C’est une révolution qui était attendue de longue date. Pour une fois – pour la première fois ! – un politique néerlandophone est nommé à la tête de la diplomatie belge. En ce jour de prestation de serment, un grand sourire barre le visage du CVP Renaat Van Elslande. L’homme obtient enfin le poste qu’il convoitait depuis tant d’années. Il ne le marquera toutefois guère de son empreinte.

Depuis toujours, le service extérieur belge est un bastion francophone. Et de tous temps, les ministres belges des Affaires étrangères ont parlé le français. Logique : en Belgique, c’est la langue de l’élite et en Europe, c’est la langue de la diplomatie. Mais les temps changent. Petit à petit, le centre de gravité se déplace de la Wallonie vers la Flandre. Et celle-ci entend aussi pouvoir se mêler des affaires extérieures. C’est dire si, après les Hymans, van Zeeland, Spaak et Harmel, la désignation de Van Elslande est largement saluée au nord du pays.

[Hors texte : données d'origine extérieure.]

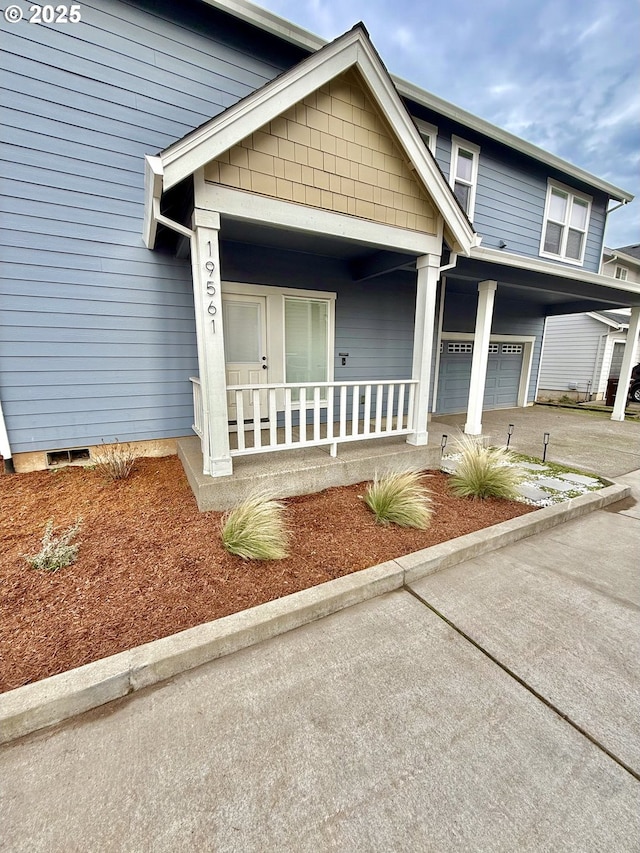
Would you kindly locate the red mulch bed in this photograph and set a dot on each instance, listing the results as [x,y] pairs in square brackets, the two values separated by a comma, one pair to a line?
[150,564]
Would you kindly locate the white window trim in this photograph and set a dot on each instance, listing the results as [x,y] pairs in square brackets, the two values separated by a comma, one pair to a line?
[621,273]
[456,144]
[551,185]
[430,130]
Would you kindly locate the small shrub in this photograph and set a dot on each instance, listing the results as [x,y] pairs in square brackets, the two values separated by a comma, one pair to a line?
[115,462]
[255,529]
[484,472]
[399,498]
[57,551]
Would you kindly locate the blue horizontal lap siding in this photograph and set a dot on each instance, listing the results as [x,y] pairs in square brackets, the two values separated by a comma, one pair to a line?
[97,337]
[511,194]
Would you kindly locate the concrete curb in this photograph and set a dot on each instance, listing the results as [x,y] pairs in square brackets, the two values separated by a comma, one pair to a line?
[53,700]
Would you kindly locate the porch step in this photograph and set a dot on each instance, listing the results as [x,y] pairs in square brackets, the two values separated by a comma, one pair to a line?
[299,472]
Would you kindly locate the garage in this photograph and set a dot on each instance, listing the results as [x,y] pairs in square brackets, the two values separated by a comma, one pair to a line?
[504,369]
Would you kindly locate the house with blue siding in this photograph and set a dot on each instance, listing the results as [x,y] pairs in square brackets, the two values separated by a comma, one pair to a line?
[217,224]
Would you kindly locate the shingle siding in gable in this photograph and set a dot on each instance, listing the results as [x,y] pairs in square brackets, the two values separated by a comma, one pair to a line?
[97,338]
[511,194]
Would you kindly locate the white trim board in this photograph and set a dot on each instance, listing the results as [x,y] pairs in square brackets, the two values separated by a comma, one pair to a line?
[499,256]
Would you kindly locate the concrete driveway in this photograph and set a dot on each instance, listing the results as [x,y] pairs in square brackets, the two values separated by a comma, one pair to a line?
[490,707]
[583,439]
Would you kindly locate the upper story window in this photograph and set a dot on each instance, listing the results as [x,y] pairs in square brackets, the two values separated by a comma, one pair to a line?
[566,221]
[621,273]
[429,133]
[463,177]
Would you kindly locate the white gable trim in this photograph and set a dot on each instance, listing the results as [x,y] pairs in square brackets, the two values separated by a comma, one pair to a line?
[353,50]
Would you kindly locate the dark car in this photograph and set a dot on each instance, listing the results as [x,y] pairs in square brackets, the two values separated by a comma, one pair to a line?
[634,385]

Ailleurs, c’est plutôt le doute qui domine.  » Sa nomination n’a été que le résultat d’un dosage où son étiquette politique et sa qualité de Flamand ont pesé d’un grand poids « , écrit l’ambassadeur de France à Bruxelles.  » Il est honnête et intelligent, ajoute son homologue américain, mais il a une faible expérience des affaires étrangères et manque de profondeur intellectuelle.  » Son collègue britannique n’est guère plus enthousiaste :  » Je pense que, sous le nouveau régime, l’atmosphère ne va pas être très heureuse au ministère des Affaires étrangères.  »

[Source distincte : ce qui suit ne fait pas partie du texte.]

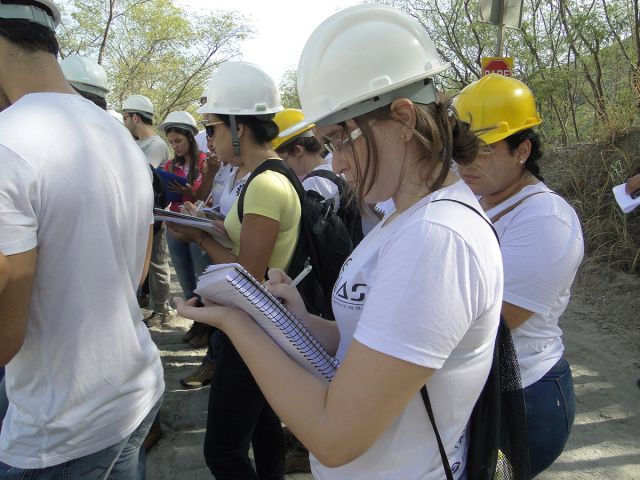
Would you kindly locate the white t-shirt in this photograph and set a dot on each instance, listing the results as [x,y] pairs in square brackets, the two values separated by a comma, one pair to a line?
[156,150]
[88,372]
[323,186]
[232,189]
[425,288]
[542,247]
[219,180]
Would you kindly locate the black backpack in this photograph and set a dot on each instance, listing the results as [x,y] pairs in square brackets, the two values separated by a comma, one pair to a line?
[498,445]
[348,211]
[324,241]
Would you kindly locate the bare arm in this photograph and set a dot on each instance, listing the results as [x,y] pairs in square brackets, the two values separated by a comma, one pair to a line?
[14,303]
[339,421]
[147,256]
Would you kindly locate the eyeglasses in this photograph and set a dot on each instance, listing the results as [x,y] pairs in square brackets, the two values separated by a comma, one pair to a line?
[210,128]
[338,144]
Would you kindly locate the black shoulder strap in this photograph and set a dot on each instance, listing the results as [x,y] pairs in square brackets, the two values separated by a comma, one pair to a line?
[443,454]
[275,165]
[472,209]
[423,390]
[329,175]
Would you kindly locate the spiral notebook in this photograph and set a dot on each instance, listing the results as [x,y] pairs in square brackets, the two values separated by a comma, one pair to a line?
[203,223]
[230,284]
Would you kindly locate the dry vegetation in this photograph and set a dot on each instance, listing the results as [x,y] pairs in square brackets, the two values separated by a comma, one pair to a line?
[585,175]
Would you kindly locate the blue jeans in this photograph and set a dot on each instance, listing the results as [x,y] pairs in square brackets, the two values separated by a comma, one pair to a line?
[123,461]
[551,408]
[189,261]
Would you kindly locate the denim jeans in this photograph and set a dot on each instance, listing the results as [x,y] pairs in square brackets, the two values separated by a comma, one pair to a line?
[238,416]
[123,461]
[189,261]
[551,408]
[159,274]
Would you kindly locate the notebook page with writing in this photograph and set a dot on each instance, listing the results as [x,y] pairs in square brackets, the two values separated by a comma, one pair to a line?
[231,285]
[202,223]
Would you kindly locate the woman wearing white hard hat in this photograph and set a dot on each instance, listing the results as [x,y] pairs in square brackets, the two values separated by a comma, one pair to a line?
[188,162]
[418,301]
[241,102]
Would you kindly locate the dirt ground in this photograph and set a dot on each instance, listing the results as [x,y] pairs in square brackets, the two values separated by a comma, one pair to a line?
[602,339]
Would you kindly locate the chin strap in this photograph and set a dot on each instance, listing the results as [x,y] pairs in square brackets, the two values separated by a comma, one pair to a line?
[234,135]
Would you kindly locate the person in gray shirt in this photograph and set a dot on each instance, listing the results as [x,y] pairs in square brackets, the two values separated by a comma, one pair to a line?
[138,118]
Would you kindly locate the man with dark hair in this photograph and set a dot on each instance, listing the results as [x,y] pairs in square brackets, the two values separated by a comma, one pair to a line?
[156,292]
[84,379]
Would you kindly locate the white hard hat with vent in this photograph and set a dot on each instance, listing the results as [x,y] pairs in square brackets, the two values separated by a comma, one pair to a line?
[138,104]
[241,88]
[43,12]
[363,58]
[85,74]
[179,119]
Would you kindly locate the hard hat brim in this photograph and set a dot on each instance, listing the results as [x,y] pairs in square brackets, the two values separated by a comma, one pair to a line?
[413,89]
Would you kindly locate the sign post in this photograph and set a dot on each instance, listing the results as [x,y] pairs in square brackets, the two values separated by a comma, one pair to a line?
[501,13]
[500,65]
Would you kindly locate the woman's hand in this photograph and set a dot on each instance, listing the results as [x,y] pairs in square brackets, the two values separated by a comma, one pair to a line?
[184,234]
[177,187]
[279,284]
[211,314]
[213,164]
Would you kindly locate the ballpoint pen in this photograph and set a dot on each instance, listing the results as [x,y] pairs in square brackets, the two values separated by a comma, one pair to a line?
[305,271]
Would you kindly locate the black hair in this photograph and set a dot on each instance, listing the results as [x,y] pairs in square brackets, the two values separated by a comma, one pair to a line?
[194,153]
[443,137]
[97,99]
[263,130]
[535,154]
[30,36]
[310,144]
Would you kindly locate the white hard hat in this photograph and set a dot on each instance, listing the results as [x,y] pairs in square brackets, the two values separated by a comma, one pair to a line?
[85,74]
[138,104]
[116,115]
[34,13]
[363,58]
[179,119]
[241,88]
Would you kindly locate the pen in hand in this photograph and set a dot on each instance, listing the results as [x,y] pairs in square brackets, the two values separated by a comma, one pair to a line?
[305,271]
[202,204]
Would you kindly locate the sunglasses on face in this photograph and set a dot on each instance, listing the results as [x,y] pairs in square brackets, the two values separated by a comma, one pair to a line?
[210,128]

Au département, il règne comme un air de passation de pouvoir. Quelques diplomates flamands sont nommés à des postes clés pendant que quelques francophones se voient mis de côté. L’ambiance change progressivement. De nouvelles moeurs sont introduites. Moins aristocratiques, plus directes. Moins policées. Plus politisées aussi.

Adepte du changement, Van Elslande ne parvient pourtant pas à faire briller son étoile. Très vite, une réputation lui colle d’ailleurs à la peau : le nouveau ministre des Affaires étrangères serait paresseux. Et même  » étranger aux affaires « .  » Toute son ambition résidait, semble-t-il, dans la valeur symbolique que ce poste représentait pour la communauté flamande plutôt que dans la volonté de laisser sa marque sur la politique internationale « , notera Henri Simonet, l’un de ses prédécesseurs.

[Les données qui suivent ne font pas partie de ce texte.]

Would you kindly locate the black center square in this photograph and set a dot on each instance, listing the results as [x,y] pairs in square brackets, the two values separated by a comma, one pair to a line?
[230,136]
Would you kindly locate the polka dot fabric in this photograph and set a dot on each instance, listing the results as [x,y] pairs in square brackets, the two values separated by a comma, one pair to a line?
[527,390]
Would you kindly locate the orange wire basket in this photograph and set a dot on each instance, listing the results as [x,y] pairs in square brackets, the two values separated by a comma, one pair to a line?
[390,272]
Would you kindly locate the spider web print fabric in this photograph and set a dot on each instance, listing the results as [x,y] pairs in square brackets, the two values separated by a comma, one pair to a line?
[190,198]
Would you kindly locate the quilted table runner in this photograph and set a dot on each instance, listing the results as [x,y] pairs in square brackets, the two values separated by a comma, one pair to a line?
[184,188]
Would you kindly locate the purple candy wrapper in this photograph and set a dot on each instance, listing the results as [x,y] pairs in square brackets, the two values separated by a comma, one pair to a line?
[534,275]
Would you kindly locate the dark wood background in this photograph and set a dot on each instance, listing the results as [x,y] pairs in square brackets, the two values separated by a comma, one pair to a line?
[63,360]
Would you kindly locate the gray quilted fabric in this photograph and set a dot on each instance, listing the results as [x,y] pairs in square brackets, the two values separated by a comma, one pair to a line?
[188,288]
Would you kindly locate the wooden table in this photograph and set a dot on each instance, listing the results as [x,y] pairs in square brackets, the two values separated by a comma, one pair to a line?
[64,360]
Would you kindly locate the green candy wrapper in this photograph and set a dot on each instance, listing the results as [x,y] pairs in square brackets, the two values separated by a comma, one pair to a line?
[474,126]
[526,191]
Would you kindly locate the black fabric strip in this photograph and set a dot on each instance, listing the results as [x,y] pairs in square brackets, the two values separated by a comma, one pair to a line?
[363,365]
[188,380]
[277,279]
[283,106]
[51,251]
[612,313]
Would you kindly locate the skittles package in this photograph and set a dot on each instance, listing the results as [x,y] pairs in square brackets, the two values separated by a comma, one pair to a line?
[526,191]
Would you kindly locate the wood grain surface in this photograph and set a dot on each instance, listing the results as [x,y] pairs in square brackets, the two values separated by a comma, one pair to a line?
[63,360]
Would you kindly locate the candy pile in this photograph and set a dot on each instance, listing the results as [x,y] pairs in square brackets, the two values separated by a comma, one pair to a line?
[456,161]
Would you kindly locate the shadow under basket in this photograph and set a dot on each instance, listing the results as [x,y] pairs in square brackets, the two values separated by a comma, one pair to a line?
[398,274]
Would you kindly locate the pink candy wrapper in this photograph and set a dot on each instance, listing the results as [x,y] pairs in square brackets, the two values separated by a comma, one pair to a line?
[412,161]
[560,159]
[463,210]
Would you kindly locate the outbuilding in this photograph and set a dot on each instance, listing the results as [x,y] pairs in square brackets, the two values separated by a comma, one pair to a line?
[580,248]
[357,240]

Autre difficulté : les fréquentes tensions avec le Premier ministre Edmond Leburton. Le socialiste wallon n’est pas du genre à se concerter avec son collègue flamand. Sans en informer celui-ci, il n’hésite pas à se rendre au Zaïre, et à y annoncer une augmentation de l’aide économique belge. Van Elslande ne supporte plus qu’on empiète sur ses plates-bandes. Fin 1973, il est à deux doigts de démissionner.

Ce n’est toutefois qu’en 1977 qu’il quittera ses fonctions. Sans jamais être parvenu à réellement convaincre. Finalement, si le grand Renaat entra sans doute dans l’histoire, c’est bien plus pour ce qu’il fut – le premier Flamand aux Affaires étrangères – que pour ce qu’il fit.